The discussion should be relatively brief, and should not include any statistical analysis - instead think of the discussion as a conclusion, providing an answer to the research question(s).

Section B: Block 4 (Weeks 6-9) Recap

In the second part of the lab, there is no new content - the purpose of the recap section is for you to revisit and revise the concepts you have learned over the last 4 weeks (or the full academic year if you feel that it would be beneficial to revise the materials from blocks 1, 2, and 3 too).

We would encourage you to complete any outstanding work on these exercises (e.g., complete partial write-ups), and review solutions.

Given that we have now covered all DAPR2 course content, we would also strongly encourage you to start creating your revision materials in advance of the exam.
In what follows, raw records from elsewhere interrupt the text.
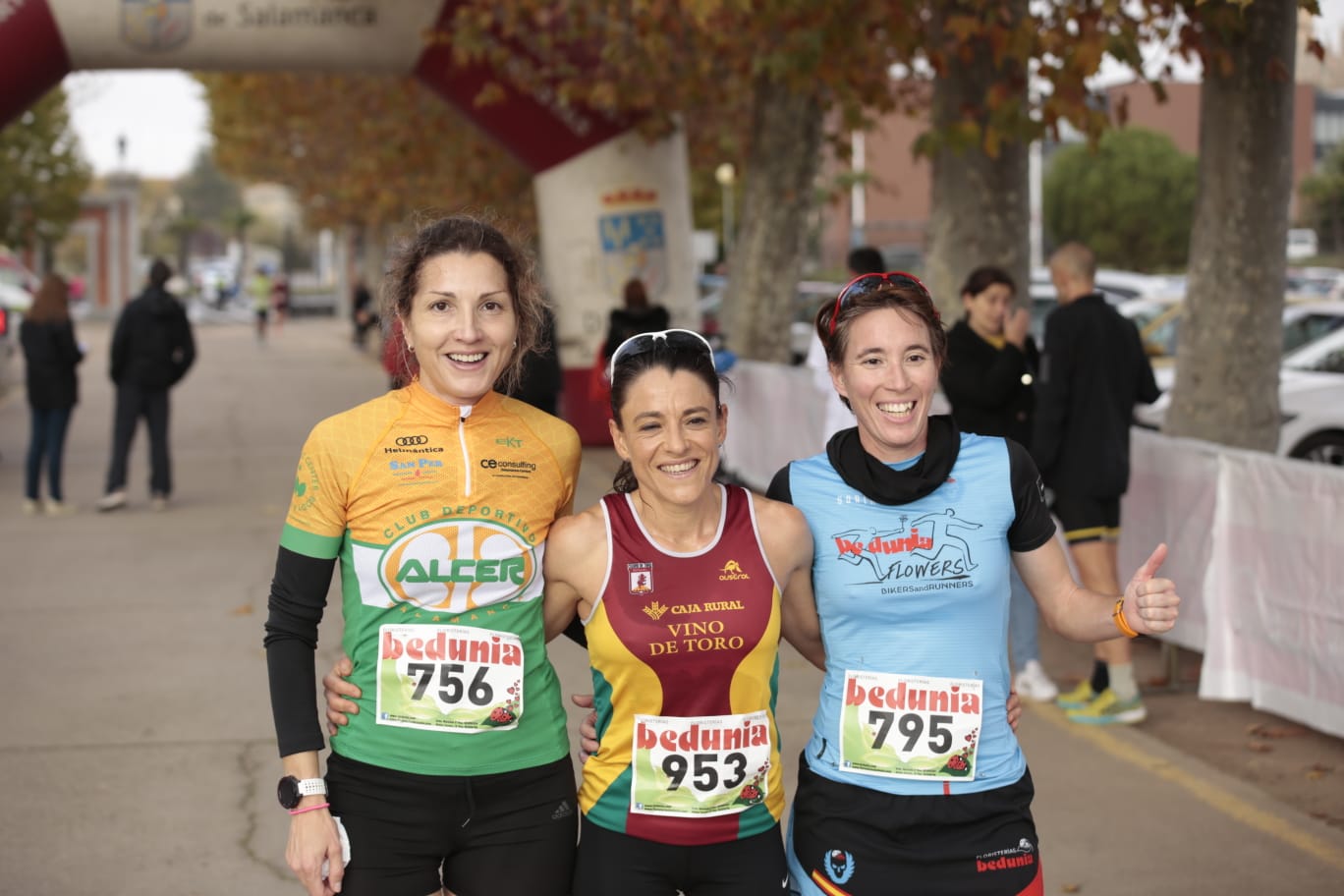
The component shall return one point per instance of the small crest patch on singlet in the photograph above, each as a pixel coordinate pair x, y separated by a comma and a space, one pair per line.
642, 577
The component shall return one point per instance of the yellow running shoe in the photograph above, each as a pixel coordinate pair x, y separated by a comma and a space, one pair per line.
1077, 698
1109, 709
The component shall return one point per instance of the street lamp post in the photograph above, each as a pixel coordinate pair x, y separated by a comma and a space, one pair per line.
726, 175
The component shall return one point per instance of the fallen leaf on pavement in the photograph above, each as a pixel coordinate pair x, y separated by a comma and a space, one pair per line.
1275, 731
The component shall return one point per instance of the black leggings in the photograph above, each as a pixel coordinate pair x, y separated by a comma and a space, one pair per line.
506, 834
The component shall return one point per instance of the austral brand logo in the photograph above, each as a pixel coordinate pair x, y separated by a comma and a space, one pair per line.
460, 564
731, 571
642, 577
156, 25
921, 549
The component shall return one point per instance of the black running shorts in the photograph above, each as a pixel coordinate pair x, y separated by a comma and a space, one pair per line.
847, 840
613, 864
504, 834
1087, 519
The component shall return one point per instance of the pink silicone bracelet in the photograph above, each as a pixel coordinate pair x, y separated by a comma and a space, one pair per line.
314, 808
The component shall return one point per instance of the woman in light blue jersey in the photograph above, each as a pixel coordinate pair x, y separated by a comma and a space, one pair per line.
908, 783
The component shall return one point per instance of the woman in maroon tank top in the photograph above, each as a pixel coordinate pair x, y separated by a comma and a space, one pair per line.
684, 588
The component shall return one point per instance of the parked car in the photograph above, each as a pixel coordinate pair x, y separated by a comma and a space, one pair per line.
1304, 322
1311, 397
1301, 244
1129, 292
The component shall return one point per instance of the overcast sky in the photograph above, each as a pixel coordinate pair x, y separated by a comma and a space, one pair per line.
163, 114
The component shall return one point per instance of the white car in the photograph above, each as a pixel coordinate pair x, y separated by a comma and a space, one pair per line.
1140, 297
1311, 397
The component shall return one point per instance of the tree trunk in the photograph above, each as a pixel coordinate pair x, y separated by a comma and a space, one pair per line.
980, 211
777, 194
1231, 336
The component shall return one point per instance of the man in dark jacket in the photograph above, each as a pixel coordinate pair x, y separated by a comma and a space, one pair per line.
1092, 373
152, 348
988, 377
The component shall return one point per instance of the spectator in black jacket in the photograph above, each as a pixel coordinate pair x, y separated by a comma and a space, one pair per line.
1092, 373
152, 348
988, 379
50, 355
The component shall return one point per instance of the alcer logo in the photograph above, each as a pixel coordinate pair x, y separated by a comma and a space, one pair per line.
460, 564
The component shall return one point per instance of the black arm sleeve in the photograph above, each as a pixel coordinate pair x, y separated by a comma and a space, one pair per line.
298, 599
1033, 526
780, 488
1052, 386
576, 633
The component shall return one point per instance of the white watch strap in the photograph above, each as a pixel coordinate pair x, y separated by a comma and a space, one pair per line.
312, 786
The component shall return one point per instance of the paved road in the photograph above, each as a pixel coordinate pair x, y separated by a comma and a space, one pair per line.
138, 743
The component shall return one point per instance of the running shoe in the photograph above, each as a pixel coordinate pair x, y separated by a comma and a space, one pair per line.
1109, 709
1078, 698
1034, 684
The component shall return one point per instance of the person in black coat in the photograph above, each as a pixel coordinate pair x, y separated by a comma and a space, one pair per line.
50, 354
988, 380
152, 348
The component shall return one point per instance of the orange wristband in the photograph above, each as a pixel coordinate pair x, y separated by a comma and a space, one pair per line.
1118, 615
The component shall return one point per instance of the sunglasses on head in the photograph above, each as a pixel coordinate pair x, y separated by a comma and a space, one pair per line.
642, 343
865, 284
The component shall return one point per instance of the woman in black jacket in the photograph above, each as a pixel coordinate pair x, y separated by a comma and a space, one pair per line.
988, 380
50, 355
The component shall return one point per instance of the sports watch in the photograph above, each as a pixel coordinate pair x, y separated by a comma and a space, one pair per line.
291, 790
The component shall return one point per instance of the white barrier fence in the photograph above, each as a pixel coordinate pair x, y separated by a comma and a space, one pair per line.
1257, 544
1257, 551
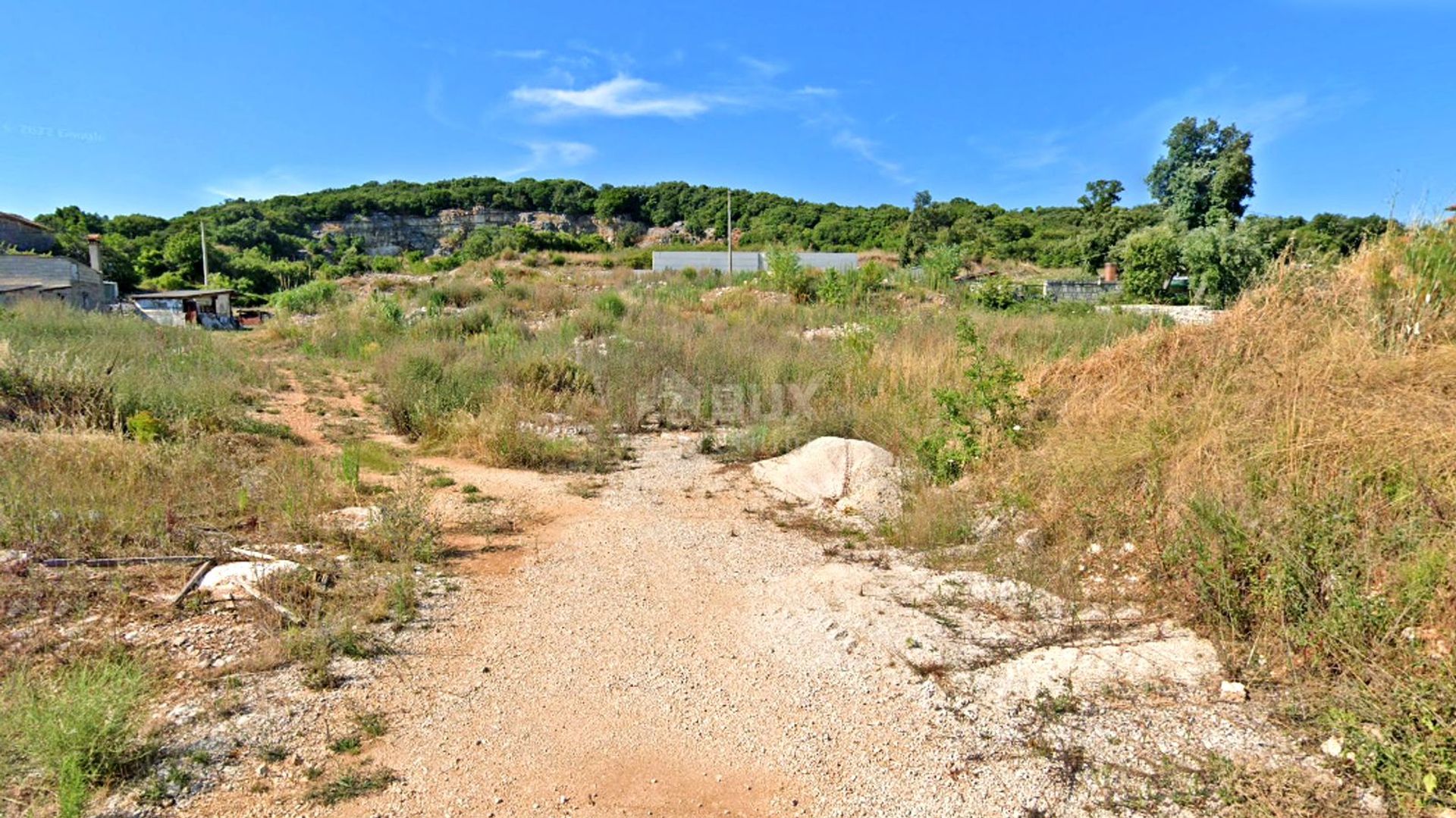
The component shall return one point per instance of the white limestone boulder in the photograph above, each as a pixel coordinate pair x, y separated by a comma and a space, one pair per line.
852, 478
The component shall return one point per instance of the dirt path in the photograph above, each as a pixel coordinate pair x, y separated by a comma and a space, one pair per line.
667, 650
655, 644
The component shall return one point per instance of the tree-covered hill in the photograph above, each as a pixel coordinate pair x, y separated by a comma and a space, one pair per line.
265, 245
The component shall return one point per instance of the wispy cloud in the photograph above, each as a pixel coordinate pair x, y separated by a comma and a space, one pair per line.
1027, 152
764, 67
552, 155
436, 99
619, 96
1269, 115
868, 150
273, 182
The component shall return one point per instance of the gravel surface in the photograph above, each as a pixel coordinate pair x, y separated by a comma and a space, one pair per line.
670, 648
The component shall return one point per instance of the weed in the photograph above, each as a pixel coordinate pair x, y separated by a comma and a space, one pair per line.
351, 783
372, 724
77, 727
271, 753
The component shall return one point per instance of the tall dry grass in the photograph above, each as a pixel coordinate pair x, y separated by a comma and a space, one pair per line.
1288, 481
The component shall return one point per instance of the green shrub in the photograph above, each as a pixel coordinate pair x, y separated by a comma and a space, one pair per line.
1220, 262
1150, 258
943, 264
973, 417
612, 305
996, 293
77, 727
308, 299
788, 275
145, 427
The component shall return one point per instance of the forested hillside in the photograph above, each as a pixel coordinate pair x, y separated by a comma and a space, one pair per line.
1201, 188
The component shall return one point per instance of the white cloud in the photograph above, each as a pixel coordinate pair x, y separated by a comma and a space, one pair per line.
764, 67
868, 150
1027, 152
1250, 107
552, 155
273, 182
619, 96
435, 101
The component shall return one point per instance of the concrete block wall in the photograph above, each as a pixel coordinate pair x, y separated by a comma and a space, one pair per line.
1087, 291
746, 261
25, 237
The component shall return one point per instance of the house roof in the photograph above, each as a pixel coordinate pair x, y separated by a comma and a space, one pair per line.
24, 220
178, 294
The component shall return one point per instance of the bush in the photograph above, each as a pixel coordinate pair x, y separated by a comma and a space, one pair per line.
77, 727
788, 275
1219, 262
974, 417
1150, 258
612, 305
308, 299
996, 293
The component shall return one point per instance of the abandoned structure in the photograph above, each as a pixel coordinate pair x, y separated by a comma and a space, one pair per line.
212, 309
24, 275
24, 235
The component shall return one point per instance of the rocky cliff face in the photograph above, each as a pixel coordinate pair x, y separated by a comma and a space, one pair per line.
388, 235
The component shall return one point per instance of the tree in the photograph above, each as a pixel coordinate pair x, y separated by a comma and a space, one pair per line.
1219, 262
1150, 258
1101, 197
919, 229
1207, 174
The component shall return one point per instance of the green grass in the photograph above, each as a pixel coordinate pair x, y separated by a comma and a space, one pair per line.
351, 783
77, 728
63, 367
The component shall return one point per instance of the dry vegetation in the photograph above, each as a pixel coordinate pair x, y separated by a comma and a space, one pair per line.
1285, 476
1288, 481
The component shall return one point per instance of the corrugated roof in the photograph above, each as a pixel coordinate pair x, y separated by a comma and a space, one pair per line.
180, 294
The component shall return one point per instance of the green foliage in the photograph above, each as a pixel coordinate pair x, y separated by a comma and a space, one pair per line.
943, 264
145, 427
612, 305
1219, 262
1149, 259
788, 275
986, 409
1207, 174
308, 299
350, 785
996, 293
77, 728
73, 368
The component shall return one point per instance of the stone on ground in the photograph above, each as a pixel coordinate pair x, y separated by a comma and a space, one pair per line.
851, 476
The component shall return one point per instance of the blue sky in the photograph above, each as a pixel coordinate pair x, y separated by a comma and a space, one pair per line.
162, 108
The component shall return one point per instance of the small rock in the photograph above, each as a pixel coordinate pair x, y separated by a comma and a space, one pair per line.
1373, 804
1232, 691
1031, 539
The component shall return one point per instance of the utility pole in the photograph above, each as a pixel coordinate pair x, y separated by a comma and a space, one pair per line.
730, 236
202, 230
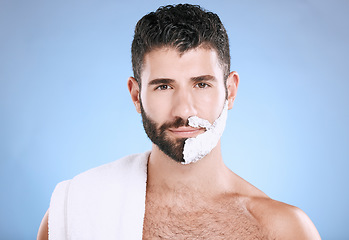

You can access all the flashcards that you’ve been presented with in this block here. These will provide a good starting point for collating your notes together on the contents of blocks 1, 2, 3, and 4. We also suggest that you review your weekly quiz feedback (as many of you have learned in Psychology 2A, it is important to provide feedback to allow learners to improve their learning and retention of information, as well as correct any misunderstandings!).